REVIEW by Willard Manus
"The dozens has been a vital source for commercial styles from ragtime to rap. But it also remains its original, disreputable self, a game kids play to amuse, annoy, entertain, impress and hurt one another. I am fascinated by it, as many people have been before me, but I will not pretend I have explained or understood it fully or can define its meanings, permutations, or limits. It has been many things to many people, and presumably will be many more, continuing to buzz, bite, float, and sting."
That's what Elijah Wald says on the last page of his provocative new book, THE DOZENS--A HISTORY OF RAP'S MAMA. Wald, a musician as well as a writer (he won a Grammy in 2002), has long been interested in the dozens--the derisive, mostly obscene insults, jokes, ditties and rhymes that African Americans have developed into something of an art form over the centuries.

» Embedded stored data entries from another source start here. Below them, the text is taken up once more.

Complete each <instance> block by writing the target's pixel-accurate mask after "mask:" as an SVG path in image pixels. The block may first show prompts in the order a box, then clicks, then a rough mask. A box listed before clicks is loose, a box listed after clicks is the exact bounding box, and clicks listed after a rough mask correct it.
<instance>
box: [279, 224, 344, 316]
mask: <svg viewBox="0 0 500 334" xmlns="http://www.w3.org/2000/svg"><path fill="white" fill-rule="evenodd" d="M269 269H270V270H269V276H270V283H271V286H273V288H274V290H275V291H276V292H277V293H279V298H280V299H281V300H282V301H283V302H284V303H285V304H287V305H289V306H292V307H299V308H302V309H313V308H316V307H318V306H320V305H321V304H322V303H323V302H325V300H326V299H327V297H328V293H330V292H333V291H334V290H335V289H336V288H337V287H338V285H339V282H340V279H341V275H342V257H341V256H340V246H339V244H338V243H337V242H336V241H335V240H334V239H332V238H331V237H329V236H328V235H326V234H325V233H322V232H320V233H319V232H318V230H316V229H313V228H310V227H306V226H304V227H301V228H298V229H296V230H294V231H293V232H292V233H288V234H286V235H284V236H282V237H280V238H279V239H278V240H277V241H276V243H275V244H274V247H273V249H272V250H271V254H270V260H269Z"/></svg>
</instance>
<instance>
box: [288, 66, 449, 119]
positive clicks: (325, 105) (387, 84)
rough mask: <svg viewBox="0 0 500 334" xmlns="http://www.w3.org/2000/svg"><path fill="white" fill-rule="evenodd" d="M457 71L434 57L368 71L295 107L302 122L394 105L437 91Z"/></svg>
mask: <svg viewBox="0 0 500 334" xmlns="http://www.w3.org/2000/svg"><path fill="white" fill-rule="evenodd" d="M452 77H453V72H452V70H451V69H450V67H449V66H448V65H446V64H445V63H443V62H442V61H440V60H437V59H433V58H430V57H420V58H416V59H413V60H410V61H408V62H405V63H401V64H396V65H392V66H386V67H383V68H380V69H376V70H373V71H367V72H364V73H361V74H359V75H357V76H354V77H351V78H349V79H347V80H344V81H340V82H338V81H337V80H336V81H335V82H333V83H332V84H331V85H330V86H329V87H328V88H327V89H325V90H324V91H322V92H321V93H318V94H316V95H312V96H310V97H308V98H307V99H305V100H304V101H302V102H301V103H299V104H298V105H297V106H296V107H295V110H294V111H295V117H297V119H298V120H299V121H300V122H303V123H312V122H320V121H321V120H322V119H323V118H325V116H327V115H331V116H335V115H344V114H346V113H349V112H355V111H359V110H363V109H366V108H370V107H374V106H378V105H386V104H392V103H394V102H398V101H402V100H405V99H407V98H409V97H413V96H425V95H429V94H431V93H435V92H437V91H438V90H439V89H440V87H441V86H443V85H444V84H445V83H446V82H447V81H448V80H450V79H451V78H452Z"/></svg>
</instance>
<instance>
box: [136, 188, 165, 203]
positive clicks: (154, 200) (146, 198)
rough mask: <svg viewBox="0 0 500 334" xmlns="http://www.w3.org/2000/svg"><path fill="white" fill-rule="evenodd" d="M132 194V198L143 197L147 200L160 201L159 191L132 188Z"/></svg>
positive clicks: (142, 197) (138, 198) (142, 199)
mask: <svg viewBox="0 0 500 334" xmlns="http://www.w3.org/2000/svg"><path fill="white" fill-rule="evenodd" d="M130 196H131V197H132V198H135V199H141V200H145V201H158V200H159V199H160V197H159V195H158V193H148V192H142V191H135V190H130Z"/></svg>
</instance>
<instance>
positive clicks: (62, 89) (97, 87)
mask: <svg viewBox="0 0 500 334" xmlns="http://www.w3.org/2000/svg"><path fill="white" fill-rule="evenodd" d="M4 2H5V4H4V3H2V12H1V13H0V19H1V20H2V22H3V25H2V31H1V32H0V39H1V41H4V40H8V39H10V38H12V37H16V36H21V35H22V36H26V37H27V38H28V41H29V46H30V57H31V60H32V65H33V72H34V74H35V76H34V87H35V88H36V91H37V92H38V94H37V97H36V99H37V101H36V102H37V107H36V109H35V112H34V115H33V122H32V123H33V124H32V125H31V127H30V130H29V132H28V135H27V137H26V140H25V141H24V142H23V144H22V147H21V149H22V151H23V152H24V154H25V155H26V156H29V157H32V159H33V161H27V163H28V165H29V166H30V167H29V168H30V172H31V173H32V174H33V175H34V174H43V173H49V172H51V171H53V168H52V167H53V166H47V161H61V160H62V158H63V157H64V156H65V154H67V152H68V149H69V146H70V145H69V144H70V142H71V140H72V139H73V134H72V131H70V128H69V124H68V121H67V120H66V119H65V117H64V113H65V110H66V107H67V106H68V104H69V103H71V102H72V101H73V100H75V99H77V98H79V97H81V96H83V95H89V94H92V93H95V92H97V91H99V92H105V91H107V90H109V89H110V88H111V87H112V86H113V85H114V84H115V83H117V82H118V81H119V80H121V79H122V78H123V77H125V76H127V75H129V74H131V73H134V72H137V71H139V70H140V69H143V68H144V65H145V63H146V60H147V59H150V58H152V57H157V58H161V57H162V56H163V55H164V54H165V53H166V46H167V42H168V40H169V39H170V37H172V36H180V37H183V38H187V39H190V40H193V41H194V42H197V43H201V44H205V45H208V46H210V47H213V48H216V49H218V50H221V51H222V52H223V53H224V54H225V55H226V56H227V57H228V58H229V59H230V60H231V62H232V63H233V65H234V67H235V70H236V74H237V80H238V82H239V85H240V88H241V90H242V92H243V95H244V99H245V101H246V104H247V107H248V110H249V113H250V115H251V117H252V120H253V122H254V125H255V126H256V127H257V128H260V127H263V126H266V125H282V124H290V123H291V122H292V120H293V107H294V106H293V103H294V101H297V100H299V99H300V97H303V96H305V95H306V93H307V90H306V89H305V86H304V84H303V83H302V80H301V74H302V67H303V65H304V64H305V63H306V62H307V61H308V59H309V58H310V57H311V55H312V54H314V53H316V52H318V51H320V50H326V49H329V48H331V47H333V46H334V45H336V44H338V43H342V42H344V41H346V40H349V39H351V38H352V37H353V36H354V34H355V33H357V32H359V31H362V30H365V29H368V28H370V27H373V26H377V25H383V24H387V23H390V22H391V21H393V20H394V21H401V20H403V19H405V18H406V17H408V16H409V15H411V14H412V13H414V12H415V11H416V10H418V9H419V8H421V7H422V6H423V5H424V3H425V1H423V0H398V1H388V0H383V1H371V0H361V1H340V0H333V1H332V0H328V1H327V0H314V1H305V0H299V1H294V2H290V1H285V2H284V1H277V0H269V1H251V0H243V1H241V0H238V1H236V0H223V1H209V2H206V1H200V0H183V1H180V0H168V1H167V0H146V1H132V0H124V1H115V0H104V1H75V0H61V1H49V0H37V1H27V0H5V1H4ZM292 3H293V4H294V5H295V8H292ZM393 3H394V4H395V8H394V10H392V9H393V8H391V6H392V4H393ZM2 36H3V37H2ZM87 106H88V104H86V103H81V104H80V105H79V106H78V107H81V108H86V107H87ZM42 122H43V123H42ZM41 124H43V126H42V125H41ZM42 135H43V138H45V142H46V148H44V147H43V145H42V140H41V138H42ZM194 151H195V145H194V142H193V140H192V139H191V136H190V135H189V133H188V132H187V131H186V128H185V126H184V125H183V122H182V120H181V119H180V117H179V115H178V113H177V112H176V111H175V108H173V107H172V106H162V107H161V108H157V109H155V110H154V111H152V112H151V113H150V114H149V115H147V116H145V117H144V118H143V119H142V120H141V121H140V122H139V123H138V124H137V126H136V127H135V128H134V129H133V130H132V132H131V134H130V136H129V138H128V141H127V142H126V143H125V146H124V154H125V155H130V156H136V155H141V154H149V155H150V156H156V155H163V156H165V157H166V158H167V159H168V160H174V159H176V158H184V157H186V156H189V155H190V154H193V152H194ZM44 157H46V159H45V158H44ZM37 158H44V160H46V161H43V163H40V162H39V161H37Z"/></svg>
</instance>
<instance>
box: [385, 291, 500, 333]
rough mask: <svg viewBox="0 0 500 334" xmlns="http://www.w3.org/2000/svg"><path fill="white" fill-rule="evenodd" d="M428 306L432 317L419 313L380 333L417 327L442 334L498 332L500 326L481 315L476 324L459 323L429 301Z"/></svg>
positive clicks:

Swearing duels between people are common to the entire human race, of course. Wald's historical research turns up "insult games" and "joking relationships" that were popular pastimes in such farflung parts of the world as Polynesia, Greenland, England and Indonesia ("where sitting in the tops of the coconut-palms tapping the sap, men sing mocking songs at the expense of their companions in the neighboring trees"). Even the pre-Islamic Arabs "elevated abuse and derision of an adversary to a formal art," and Islamic nobles engaged in "elaborate contests in invective and vituperation."
Playing the dozens might be a universal experience, but without a doubt African Americans have been the ones to specialize in it, transform it from subterranean folklore into a billion-dollar industry whose lineage goes back to slavery times and proceeds up through minstrel shows, the blues, hip-hop, rap, "Snap" books, TV and YouTube shows.
The d.j. Grandmaster Flash perhaps summed it up best: "If it's one thing black folks in the ghetto know how to do, it's talk shit. Been talking shit, singing shit, chanting shit, rhyming shit, and mumbling shit from day one."